5. Daniel Dennett Debates Dinesh D'Souza
Comment #92934 by Atlas on December 1, 2007 at 7:31 pm
Of course we should try to find out why the laws of physics are the way they are, but to start from the assumption that they're the way they are for some big reason is wrong in my opinion, we shouldn't focus entirely on looking for reason when there maybe none.
It's like asking "why was the universe created in the first place?", we can attempt to find out the sequence of events that lead up to the creation of the universe but is asking that question the correct one for science? Religions often start with the assumption that everything has some deep rooted meaning to it's existance and go from there, and that simply doesn't have to be the case.
What I stated was the Anthropic principal, which is a good argument against the "divine engineer twiddling his knobs" theory. It doesn't disprove there is one, but it's a good reason for why there doesn't have to be one.
6. Daniel Dennett Debates Dinesh D'Souza
Comment #92920 by Atlas on December 1, 2007 at 6:42 pm
Also when Dinesh goes on about Pascal's wager, dear me, he says that neither he, nor dennet can understand God because he lies out of our frame of reference then he goes on to claim he knows the mind of God, who's to say God will punish those who disbelieve in him, how the hell does he know?

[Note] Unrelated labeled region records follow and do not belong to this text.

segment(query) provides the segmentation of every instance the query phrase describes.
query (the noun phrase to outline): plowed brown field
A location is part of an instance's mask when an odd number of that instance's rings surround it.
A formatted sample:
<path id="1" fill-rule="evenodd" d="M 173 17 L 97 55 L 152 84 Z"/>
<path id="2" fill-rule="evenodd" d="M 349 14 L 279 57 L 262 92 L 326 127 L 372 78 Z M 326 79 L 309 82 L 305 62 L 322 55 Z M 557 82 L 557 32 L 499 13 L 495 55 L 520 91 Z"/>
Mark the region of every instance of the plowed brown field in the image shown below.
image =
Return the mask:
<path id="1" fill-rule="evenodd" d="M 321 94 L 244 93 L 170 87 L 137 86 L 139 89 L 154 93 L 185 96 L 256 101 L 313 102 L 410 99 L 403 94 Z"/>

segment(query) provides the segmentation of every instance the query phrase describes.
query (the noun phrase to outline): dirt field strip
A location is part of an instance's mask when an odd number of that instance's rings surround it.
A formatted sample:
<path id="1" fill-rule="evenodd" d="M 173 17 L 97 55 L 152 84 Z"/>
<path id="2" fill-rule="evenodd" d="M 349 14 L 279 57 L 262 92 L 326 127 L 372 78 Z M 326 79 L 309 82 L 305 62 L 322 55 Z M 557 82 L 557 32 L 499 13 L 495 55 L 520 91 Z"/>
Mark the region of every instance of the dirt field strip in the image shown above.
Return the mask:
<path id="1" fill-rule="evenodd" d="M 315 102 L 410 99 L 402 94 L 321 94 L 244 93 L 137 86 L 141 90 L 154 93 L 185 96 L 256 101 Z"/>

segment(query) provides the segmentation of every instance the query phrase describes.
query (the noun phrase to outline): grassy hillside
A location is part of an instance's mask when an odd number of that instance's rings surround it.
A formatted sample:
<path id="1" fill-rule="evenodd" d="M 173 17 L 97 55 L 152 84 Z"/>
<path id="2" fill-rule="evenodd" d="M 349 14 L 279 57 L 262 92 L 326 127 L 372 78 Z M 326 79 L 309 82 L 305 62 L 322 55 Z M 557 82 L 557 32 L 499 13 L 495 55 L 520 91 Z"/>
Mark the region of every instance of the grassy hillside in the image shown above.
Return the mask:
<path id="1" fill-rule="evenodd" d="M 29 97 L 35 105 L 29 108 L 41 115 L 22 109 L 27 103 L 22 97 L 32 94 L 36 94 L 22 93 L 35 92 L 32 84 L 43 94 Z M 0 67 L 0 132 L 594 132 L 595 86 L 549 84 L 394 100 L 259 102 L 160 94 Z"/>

7. Daniel Dennett Debates Dinesh D'Souza
Comment #92916 by Atlas on December 1, 2007 at 6:28 pm
It's not really a valid question. For example what if the universal laws were different? Humans and life in general can only exist because of the universal laws, but if the universal laws were different then there'd probably be phenomana equally as complex as life, just different. We're a product of the universe, it's no good to take the stance that the universe was tweaked to fit us in. It's like asking why the animal was designed around the working heart, he's approaching it from the wrong direction.
8. Daniel Dennett Debates Dinesh D'Souza
Comment #92910 by Atlas on December 1, 2007 at 6:16 pm
Wow, I like how Dinesh uses that reduction to Hitler, and also how he brings up the old red herring "Mao, Stalin and Pol Pot were atheists therefore Atheism is evil". Not impressed at all.
And that "fine tuned" rant is ridiculous, Richard challanged this in "The God Delusion", if the universe wasn't in a state where we could exist then we wouldn't exist to debate it or think about how the universe is fine tuned.